Не знаю, кто предложил, чтобы на поминальном богослужении, проведенном в тот час, когда торпеды поразили корабль, именно Конни ударил в висящую около алтаря рынду, которую польские водолазы достали в конце семидесятых с кормовой части верхней палубы затонувшего лайнера. Сейчас, по случаю встречи, команда спасательного судна "Szkwal" передала эту находку в знак польско-германского примирения. Однако затем честь произвести тройной удар молоточком по рынде в конце поминальной службы была предоставлена все-таки господину Шёну.
Помощнику казначея на "Вильгельме Густлоффе" было на день катастрофы всего восемнадцать лет. Не стану умалчивать, что ему, собравшему и изучившему практически все материалы, связанные с гибелью лайнера, было выражено в Дампе не слишком много благодарности. Встреча-мемориал открывалась его докладом Гибель Вильгельма Густлоффа - глазами русских; по ходу доклада он дал понять, что для своих разысканий неоднократно посещал Советский Союз и даже встречался с боцманом подлодки C-13, более того, поддерживает дружеские связи с тем самым Владимиром Курочкиным, который по приказу командира отправил в цель три торпеды; есть даже фотография, запечатлевшая его рукопожатие с этим пожилым человеком, который, как позднее сдержанно заметил Хайнц Шён, "тоже потерял боевых товарищей".
После доклада его избегали. Многие слушатели сочли его русофилом. Для них война никогда не кончалась. Для них русские оставались Иванами, а три торпеды - орудием убийства. А для Владимира Курочкина безымянный потопленный корабль был до отказа забит фашистами, напавшими на его родину и оставлявшими за собою при отступлении выжженную землю. Лишь из рассказа Хайнца Шёна он узнал, что после торпедной атаки погибли более четырех тысяч детей, которые утонули, замерзли или были увлечены водоворотом от пошедшего на дно судна. Эти дети еще долгое время снились боцману в ночных кошмарах.
Возможно, обиду Хайнца Шёна отчасти смягчило то, что ему была предоставлена честь пробить в рынду, поднятую с затонувшего корабля.

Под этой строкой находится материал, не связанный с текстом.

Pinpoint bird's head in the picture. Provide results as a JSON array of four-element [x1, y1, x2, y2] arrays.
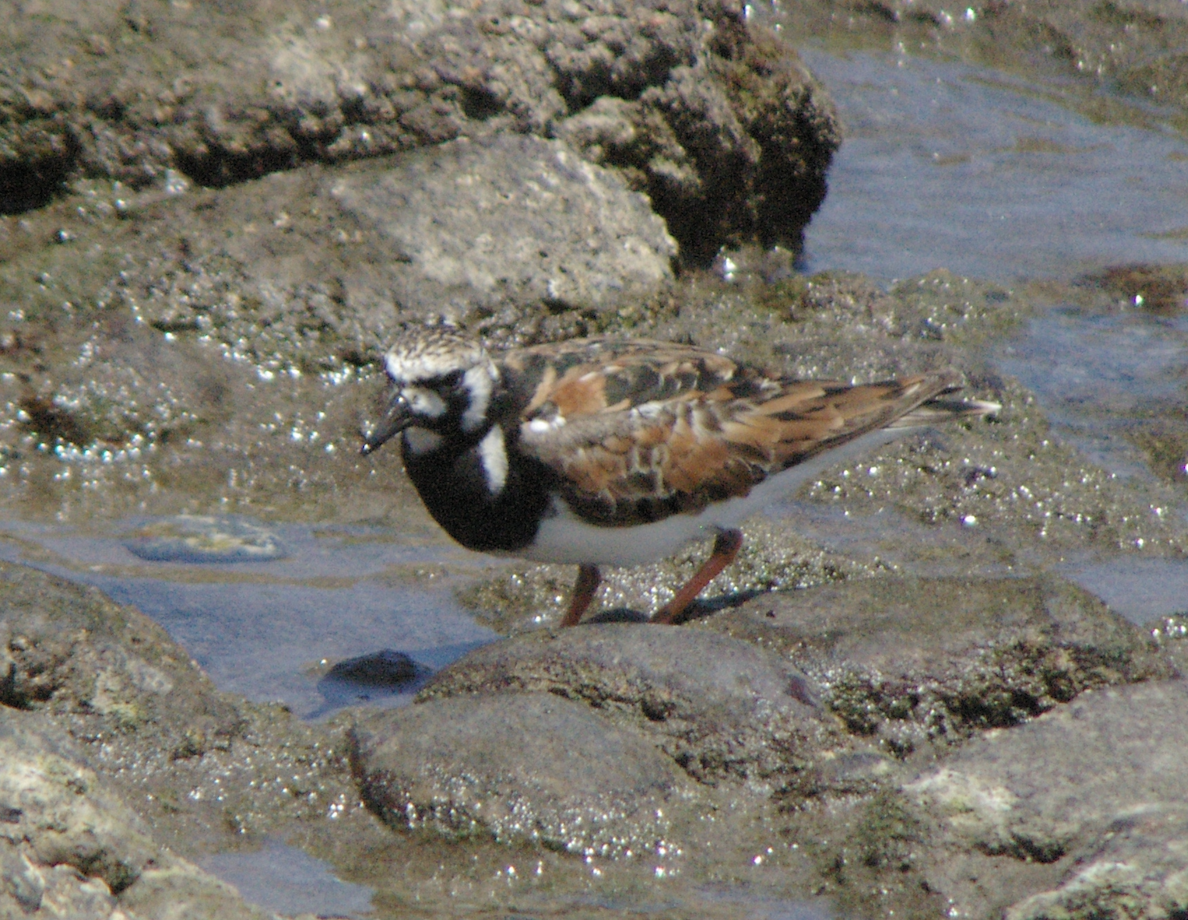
[[362, 323, 499, 454]]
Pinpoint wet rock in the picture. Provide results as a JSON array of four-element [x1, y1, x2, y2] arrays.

А мой сын опубликовал для всего мира на своем сайте фотографию, увековечившую торпедиста рядом с летописцем "Густлоффа", прокомментировав это обстоятельство словами о том, что трагедия может сблизить народы; он не преминул описать историю создания снайперской подлодки, делая упор на "немецкое качество" судостроительных работ, и не удержался от замечания: дескать, только благодаря немецким конструкторам этой подлодки советские моряки сумели добиться успеха в районе Штольпебанк.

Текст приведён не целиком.